A contestação ao governo do primeiro-ministro do Líbano, Fouad Siniora, atingiu ontem uma das mais violentas jornadas nas principais cidades do país, com milhares de manifestantes a bloquearem ruas e a erguerem barricadas num dia de greve geral para pressionar a saída do chefe do executivo.
24 de Janeiro de 2007 às 00:00
Segundo agências locais, pelo menos três pessoas morreram e mais de 100 ficaram feridas em confrontos entre partidários de Siniora e da oposição.
A meio do dia de ontem poucos libaneses ousaram sair de casa e os que foram trabalhar estiveram praticamente bloqueados. A estrada que liga Beirute a Damasco esteve cortada, assim como os acessos ao aeroporto da capital, onde 8 voos foram anulados. As forças de segurança e o Exército, utilizando blindados e soldados, tentaram reabrir algumas estradas, mas evitaram confrontos com os manifestantes.
Responsáveis pela maioria parlamentar denunciaram um “golpe de Estado” e apelaram às forças da ordem para reabrirem as estradas.
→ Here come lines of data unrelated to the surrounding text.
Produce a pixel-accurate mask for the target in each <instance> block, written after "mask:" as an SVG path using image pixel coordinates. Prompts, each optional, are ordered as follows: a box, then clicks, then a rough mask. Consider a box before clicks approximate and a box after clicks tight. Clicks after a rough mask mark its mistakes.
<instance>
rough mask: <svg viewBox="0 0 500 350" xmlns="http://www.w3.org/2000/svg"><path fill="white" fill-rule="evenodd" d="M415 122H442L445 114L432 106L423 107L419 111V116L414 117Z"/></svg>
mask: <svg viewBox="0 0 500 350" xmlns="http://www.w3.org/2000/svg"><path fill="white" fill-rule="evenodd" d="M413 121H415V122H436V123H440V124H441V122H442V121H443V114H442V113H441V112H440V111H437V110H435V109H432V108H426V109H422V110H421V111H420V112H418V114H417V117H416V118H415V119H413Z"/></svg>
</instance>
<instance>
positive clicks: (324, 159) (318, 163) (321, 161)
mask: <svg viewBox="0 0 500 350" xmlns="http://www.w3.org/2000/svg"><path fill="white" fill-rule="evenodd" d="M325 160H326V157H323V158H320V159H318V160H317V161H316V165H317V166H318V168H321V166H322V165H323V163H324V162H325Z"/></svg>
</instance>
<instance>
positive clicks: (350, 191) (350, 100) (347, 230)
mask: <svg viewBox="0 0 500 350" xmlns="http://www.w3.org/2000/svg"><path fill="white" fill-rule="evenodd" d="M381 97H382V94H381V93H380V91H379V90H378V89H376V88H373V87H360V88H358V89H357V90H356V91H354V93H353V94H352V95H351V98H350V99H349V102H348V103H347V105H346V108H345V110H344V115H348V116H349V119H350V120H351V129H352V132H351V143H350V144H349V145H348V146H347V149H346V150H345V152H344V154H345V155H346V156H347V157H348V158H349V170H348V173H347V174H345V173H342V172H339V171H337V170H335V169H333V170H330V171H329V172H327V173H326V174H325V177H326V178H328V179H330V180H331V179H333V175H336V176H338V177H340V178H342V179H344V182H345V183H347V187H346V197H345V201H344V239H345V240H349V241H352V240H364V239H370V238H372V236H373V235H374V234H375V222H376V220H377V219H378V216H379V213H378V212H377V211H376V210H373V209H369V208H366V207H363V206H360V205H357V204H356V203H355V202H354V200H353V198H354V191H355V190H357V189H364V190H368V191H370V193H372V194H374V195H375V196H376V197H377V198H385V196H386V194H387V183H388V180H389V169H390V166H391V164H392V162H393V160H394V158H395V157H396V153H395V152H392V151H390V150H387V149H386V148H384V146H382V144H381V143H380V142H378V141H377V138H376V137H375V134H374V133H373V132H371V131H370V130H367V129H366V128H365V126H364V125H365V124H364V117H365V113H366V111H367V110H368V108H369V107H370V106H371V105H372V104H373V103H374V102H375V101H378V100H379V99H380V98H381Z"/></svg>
O primeiro-ministro apelou segunda feira à população para não responder ao pedido de greve da oposição, que visa, segundo ele, “sabotar” a conferência internacional sobre a ajuda económica ao Líbano que decorre amanhã em Paris, onde Siniora espera conseguir ajuda para reduzir a dívida pública estimada em 31,6 mil milhões de euros.